## MACHINE LEARNING IN FINANCE
MODULE 5 | LESSON 4


---


# **NEURAL NETWORKS IN FINANCE**

|  |  |
|:---|:---|
|**Reading Time** |  25 minutes |
|**Prior Knowledge** | Neural Network architecture, Economic data  |
|**Keywords** |Keras, TensorFlow, Layers, Mean Square Error, Mean Absolute Error  |


---

*The previous lesson covered the workings and architecture of a neural network. In this lesson, we put this into practice by exposing the reader to additional data preparation and model compilation.*




## **1. Predictive Problem**

In this lesson, we will look at predicting monthly returns on the Dow Jones Industrial (DJI) Futures, specifically the Mini DJI Futures with ticker YM=F. The predictors we use are economic indicators from the FRED economic database. You may be familiar with this site from the Financial Data course. We consider five economic indicators, namely:


1.   Average hourly earnings of all employees 
2.   All Employees Manufacturing 
3.   Producer Price Index by Industry
4.   Durable goods New Orders
5.   Manufacturers' New Orders: Total Manufacturing

Economic data can be found on this website https://fred.stlouisfed.org/ and made available using an API key, which you can obtain by signing up with an account. Let's begin by importing the Economic data using the `pandas_datareader` package.
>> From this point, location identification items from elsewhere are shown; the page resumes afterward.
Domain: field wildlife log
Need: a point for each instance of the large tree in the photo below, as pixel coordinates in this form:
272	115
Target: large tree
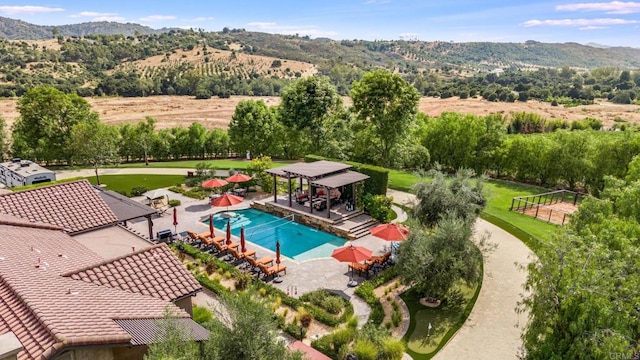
307	104
434	261
245	330
43	129
583	289
94	143
389	104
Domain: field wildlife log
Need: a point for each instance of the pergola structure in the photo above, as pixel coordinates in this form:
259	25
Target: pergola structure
327	175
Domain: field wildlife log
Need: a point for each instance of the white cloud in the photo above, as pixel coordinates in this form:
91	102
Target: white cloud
203	18
593	28
152	18
309	30
579	22
16	10
613	7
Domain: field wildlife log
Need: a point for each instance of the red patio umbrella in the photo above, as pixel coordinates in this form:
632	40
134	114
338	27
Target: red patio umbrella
214	183
175	219
228	232
351	253
390	232
226	200
239	178
242	241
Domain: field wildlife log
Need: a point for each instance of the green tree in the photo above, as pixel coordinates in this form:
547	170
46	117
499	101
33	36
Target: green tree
435	260
144	136
245	330
95	144
43	129
172	341
389	104
307	104
3	137
254	127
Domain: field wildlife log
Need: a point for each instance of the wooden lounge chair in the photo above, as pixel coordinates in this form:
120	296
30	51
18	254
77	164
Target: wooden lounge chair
362	269
272	270
239	256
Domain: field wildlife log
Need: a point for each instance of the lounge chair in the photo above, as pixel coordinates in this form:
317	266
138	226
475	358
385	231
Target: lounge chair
239	256
362	269
272	270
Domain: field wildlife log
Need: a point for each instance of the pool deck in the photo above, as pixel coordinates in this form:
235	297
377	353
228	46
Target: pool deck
301	277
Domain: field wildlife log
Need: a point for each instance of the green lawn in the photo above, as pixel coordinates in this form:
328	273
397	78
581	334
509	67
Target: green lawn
499	194
445	321
238	164
124	183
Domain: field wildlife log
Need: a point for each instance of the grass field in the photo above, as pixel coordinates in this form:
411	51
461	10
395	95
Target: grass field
238	164
124	183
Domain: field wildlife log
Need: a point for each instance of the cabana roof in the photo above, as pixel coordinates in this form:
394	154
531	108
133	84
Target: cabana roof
311	170
341	179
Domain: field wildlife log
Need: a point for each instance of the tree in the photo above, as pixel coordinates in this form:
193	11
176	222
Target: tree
172	341
307	104
43	129
254	128
95	144
3	137
245	330
389	104
582	291
435	260
144	135
460	196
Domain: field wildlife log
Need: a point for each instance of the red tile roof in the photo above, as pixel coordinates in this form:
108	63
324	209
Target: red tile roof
48	312
154	271
75	206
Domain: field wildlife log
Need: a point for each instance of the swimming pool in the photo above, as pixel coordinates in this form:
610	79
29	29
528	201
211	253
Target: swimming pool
297	241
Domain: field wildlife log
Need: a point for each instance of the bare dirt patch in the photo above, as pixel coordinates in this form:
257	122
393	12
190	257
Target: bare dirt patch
171	111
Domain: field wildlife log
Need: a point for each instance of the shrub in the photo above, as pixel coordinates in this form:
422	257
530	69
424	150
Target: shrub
378	206
138	190
201	315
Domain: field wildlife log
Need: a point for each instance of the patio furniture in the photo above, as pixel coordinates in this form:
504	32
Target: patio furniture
272	270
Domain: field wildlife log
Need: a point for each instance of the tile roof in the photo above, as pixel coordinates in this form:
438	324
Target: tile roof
145	331
75	206
153	271
47	311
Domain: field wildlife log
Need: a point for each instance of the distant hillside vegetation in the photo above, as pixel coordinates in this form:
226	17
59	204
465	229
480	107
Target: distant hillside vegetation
20	30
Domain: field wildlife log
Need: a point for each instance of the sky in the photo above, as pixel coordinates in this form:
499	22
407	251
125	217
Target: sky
614	23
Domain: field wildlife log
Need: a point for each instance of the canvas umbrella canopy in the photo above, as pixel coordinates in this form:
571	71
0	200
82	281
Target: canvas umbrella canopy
214	183
243	245
226	200
236	178
351	254
390	232
228	232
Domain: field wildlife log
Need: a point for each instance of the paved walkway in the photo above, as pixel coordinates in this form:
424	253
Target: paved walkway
493	328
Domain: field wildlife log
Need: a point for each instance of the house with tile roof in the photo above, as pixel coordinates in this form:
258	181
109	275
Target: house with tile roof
62	300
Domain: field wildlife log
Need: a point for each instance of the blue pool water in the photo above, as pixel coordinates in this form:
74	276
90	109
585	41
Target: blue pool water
297	241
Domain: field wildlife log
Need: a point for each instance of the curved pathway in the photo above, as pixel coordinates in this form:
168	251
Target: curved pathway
493	328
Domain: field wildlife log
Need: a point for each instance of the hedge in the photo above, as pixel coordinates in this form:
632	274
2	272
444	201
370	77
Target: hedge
378	177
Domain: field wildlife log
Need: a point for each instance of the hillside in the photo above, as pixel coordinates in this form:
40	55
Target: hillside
20	30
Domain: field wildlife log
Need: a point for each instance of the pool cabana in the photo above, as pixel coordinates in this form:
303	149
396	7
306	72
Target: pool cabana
323	174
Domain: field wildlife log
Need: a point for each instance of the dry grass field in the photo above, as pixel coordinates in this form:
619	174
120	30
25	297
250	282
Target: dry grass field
173	111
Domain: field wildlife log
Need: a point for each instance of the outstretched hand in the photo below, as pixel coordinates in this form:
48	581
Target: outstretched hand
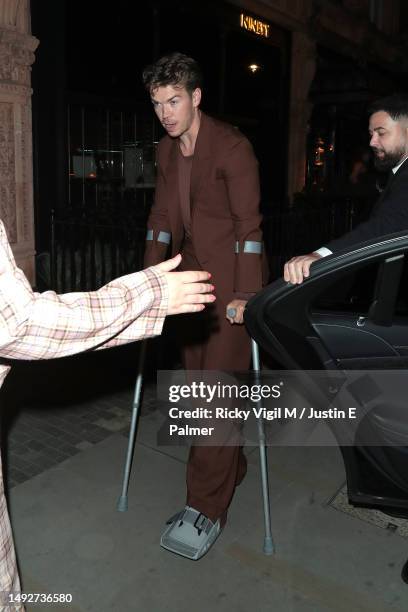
188	291
298	268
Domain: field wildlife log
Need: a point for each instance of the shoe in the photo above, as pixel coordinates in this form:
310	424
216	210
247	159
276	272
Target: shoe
190	534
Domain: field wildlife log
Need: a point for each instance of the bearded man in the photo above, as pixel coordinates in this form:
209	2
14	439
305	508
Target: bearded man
388	129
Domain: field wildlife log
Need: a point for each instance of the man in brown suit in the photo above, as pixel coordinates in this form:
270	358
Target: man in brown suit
207	207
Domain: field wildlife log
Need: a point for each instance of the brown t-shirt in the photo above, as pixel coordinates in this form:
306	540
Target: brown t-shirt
184	171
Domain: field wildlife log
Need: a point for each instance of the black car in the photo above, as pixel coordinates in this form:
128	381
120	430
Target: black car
350	314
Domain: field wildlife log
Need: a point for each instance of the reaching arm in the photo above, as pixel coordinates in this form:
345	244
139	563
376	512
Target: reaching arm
41	326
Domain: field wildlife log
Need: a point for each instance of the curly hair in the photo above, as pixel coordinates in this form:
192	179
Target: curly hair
174	69
395	105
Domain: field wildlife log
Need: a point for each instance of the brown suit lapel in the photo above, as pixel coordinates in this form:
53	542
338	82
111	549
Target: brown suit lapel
202	157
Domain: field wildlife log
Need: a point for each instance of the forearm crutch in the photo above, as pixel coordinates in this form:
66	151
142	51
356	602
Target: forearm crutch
122	505
268	546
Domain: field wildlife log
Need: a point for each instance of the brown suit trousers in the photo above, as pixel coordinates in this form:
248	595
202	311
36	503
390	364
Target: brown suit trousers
210	342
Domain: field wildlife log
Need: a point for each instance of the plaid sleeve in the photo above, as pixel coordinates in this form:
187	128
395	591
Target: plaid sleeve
40	326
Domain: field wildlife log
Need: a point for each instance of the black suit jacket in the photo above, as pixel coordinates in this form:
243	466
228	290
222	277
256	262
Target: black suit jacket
389	214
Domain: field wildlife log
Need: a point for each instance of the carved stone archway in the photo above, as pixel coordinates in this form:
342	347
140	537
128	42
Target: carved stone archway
17	48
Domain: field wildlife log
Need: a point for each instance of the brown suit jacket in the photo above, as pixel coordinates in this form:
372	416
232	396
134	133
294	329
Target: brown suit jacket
224	207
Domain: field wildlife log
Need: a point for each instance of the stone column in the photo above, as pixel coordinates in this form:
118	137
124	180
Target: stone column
303	70
17	48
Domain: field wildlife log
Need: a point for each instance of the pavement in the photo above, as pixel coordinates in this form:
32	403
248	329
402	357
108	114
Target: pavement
65	431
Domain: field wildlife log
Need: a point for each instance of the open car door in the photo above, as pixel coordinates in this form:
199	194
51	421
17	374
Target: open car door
297	326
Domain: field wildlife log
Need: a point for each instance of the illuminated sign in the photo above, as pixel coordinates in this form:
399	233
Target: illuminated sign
256	26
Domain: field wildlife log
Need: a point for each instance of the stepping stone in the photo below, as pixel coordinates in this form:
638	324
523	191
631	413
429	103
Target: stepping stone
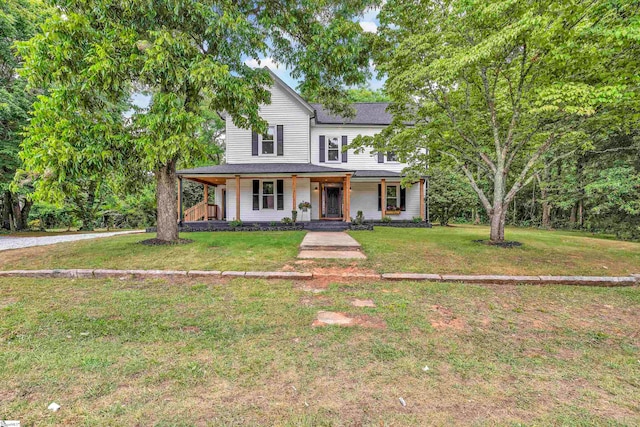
330	246
363	303
332	318
331	254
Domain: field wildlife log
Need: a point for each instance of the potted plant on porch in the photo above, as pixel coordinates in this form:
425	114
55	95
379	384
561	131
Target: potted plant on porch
393	210
304	206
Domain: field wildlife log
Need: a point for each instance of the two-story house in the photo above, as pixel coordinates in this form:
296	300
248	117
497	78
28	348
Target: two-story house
301	159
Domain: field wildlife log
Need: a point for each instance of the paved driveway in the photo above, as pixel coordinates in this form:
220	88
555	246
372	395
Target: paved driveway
10	242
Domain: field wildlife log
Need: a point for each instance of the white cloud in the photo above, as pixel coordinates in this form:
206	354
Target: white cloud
369	26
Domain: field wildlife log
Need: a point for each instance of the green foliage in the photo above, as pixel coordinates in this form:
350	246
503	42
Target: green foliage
449	195
191	57
495	86
236	223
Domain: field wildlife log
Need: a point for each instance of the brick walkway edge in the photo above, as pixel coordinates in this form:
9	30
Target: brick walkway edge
630	280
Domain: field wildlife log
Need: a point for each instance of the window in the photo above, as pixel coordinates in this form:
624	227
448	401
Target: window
268	141
333	149
267	195
392	197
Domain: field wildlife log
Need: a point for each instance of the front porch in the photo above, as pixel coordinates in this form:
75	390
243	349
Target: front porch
271	197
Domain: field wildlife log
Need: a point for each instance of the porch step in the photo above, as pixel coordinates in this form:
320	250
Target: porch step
329	245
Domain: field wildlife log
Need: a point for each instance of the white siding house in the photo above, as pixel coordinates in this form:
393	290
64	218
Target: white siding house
301	159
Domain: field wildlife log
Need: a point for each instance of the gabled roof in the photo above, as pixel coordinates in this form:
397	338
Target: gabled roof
277	80
367	113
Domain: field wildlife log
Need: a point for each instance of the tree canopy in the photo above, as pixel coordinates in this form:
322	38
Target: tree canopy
191	56
502	87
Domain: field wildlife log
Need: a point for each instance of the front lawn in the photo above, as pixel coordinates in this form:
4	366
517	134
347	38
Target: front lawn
453	250
243	352
209	251
437	250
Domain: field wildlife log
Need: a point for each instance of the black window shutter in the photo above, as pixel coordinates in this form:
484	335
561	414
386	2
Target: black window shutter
280	137
256	195
344	144
254	143
321	148
280	194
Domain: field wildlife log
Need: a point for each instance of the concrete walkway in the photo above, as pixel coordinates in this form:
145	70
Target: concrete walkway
330	245
11	242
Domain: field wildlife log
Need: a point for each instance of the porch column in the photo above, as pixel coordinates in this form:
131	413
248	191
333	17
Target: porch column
347	198
180	213
383	197
237	197
422	216
293	192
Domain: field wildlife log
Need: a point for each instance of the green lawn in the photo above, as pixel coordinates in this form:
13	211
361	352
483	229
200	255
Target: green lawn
437	250
243	352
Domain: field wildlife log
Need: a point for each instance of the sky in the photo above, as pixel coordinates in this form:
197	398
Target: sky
369	22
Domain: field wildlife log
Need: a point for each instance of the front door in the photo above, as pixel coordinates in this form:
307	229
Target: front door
334	205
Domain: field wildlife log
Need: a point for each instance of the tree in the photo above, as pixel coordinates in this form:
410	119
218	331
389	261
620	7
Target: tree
449	195
498	85
18	21
190	55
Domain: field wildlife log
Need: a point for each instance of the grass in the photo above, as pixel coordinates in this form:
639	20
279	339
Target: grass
437	250
209	251
243	353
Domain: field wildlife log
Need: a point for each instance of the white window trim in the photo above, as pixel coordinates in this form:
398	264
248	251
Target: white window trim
326	149
275	200
397	187
275	143
386	158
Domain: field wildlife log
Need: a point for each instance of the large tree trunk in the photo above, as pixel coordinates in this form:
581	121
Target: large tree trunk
6	210
166	201
497	223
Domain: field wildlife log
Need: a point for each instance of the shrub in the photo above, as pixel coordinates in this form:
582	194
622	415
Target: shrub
236	223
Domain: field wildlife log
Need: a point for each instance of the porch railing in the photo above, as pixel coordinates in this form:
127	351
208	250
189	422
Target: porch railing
201	212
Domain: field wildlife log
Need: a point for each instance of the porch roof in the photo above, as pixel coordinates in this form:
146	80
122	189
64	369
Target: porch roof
254	168
284	168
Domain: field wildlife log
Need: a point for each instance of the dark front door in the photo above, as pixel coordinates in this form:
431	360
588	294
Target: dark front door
334	207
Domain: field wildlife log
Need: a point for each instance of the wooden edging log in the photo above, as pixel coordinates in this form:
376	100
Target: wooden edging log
630	280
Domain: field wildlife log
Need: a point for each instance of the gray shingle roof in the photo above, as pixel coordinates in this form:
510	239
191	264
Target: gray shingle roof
367	113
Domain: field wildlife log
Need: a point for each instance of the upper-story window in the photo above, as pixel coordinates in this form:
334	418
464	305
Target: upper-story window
268	141
333	149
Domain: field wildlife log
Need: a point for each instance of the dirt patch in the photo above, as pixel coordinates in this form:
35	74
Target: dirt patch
327	318
505	244
447	320
160	242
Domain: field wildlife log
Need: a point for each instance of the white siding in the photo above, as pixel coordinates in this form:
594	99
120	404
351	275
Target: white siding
363	161
364	197
283	110
248	215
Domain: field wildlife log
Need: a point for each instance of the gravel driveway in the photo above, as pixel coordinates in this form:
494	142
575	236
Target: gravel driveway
9	242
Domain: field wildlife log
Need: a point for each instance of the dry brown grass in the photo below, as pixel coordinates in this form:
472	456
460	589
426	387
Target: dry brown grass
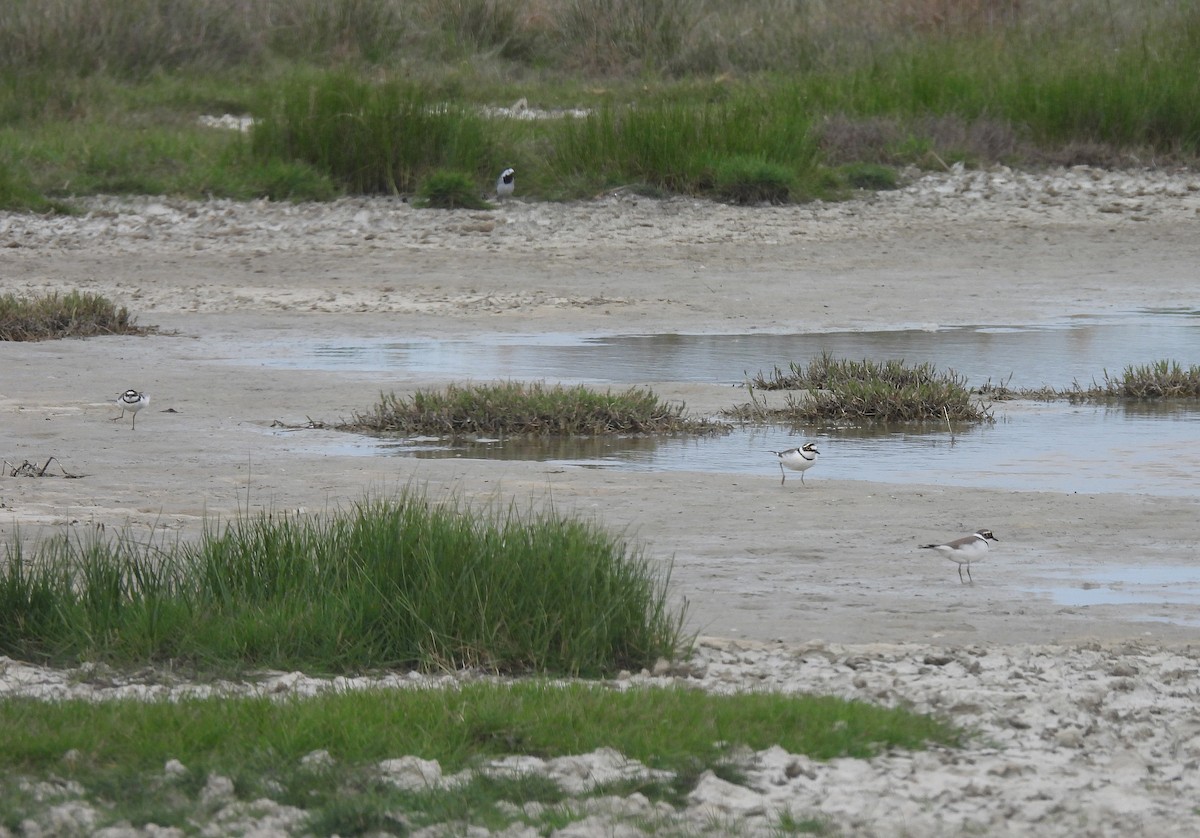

## **2. Getting the Data**

We import the `pandas_datareader` below as well as pandas since we will be working with DataFrames.

In [None]:
import pandas as pd
import pandas_datareader as pdr  # Access FRED

Now that we've imported the necessary package required to obtain the data from FRED, we specify the API key that we obtained after creating an account. It is quite an easy and quick process to obtain an API key.

In [None]:
# extract api key: put your key in between the angle brackets < >
# myKey = "xxx"
fred_api_key = "<ENTER YOUR API KEY>"

We'll use this function created below called *get_fred_data*, which makes importing the data very simple. The input parameters are the list of economic indicator keywords and the date range of the data, i.e., start and end date.

In [None]:
# Using code from FRED API: Get US Economic Data using Python


def get_fred_data(param_list, start_date, end_date):
    df = pdr.DataReader(param_list, "fred", start_date, end_date)
    return df.reset_index()

Below is the list of the economic indicator keywords for the five predictors. These keywords are obtained from the FRED website. See below encapsulated in red in Figure 1 as an example.

**Figure 1: Keyword for Manufacturers' New Orders - Total Manufacturing.**

![](https://drive.google.com/uc?export=view&id=1Cvyx_Le72AbkMkXecnFmAndxb4V5FwIW)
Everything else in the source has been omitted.